Alguns minutos depois o motorista seguia viagem sem mim. Eu o amei por duas horas. Quando eu estava decidido a juntar-me com Samantha, o maldito do La marque apareceu do Pará. Senti-me traída após longas noites perdidas ao relento a espreitar-lhe de Samantha um carinho, um amor, quando após tanto desejo e tanta esperança eu sorvi-lhe o primeiro beijo, a primeira noite de amor, Samantha estava decida partir com La marque que voltaria do garimpo rico. Eu acolhi quando chegou no Bar das Estrelas. Fui sua amiga fiel, companheira. Ensinei-lhe a arte da sedução e como arrancar dinheiro dos homens.
Foi uma noite de soluços e lágrimas, de choros e de esperanças, de beijos e promessas, de amor, de voluptuosidade no presente e de sonhos no futuro... Ela desistiu de mim. Vinte anos depois o amante dela, La marque voltava do Pará. A voz sufocou-me na garganta: nós duas chorávamos. Eu também chorava, mas era de saudades de Samantha... Logo que soube da fortuna, o dinheiro de La marque enfeitiçou-me.
Contudo meu amor não morreu! Nem o dela! Muito ardentes foram àquelas horas de amor e de lágrimas, de saudades e beijos, de sonhos e maldições para esquecermos uma da outra. A noite de 13 de janeiro foi uma loucura! Depois dessa noite seguiuse outra... E muitas noites, as folhas sussurraram ao roçar de um passo misterioso, e o vento se embriagou de deleite nas nossas frontes pálidas...
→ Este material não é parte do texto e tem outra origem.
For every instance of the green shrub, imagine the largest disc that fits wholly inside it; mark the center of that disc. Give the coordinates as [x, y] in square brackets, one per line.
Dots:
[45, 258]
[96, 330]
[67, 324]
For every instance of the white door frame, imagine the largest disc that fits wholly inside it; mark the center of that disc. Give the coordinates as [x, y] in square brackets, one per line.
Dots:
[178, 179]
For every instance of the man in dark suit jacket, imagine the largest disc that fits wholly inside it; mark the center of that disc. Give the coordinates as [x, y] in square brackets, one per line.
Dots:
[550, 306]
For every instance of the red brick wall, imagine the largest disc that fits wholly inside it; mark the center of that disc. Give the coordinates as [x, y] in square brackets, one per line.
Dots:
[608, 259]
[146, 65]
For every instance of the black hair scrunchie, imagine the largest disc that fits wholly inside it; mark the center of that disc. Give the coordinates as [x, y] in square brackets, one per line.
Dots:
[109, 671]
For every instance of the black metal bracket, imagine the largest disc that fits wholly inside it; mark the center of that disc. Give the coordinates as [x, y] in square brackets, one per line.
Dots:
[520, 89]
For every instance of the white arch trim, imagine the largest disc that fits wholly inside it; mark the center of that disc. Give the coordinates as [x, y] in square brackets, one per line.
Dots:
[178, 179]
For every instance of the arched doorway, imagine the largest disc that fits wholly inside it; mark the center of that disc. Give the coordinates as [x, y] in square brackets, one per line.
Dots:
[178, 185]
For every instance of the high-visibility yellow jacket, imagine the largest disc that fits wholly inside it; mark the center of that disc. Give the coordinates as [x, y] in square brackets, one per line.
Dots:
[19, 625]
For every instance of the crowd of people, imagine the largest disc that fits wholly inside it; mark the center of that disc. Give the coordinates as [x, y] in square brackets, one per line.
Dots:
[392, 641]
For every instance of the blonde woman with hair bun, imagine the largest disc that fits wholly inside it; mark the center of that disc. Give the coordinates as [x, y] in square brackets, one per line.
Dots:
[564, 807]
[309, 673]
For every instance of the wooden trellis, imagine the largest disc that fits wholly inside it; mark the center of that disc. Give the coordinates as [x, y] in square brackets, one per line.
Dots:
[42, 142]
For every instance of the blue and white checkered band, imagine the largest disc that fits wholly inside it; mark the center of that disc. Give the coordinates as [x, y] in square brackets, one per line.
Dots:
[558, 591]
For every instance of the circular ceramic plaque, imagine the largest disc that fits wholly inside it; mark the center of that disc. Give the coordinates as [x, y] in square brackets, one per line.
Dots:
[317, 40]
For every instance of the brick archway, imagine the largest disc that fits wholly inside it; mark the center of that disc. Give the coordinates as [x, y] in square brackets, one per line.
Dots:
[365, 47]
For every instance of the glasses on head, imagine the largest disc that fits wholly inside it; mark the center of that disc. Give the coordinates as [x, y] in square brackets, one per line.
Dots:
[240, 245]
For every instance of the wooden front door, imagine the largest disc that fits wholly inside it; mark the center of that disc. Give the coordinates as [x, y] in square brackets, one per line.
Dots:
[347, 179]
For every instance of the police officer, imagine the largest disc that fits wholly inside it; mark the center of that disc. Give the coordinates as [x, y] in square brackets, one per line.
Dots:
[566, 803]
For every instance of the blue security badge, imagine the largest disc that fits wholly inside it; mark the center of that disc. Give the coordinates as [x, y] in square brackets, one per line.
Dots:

— Muito bem! Agora guarde seu discurso para o juiz da comarca!
Interrompeu uma voz.
— Posso fazer uma pergunta delegado? Interrogou Helena. Quem me denunciara à polícia.
— Berenice! Disse o delegado. É foi à testemunha ocular do crime que você cometeu.
— Eu sabia que foi aquela falsa, sonsa mentirosa, mas eu não matei Samantha!
O homem que falara era um advogado. Um homem já de idade, meio alto de frontes calvas e longas com o rosto fundo em rugas e espessas sobrancelhas grisalhas lampejavam-lhe os olhos azuis e um ralo bigode que cobria parte dos lábios vermelhos da fumaça de cigarros. Trazia um terno negro e uma pasta nas mãos já desbotada, da mesma cor da roupa.
— Quem é o senhor? Perguntou o tenente Cláudio.
— Dr. Júlio César, defensor público.
— Quem é o senhor?
— Eu sou o oficial Tenente Cláudio! Responsável pela prisão da acusada.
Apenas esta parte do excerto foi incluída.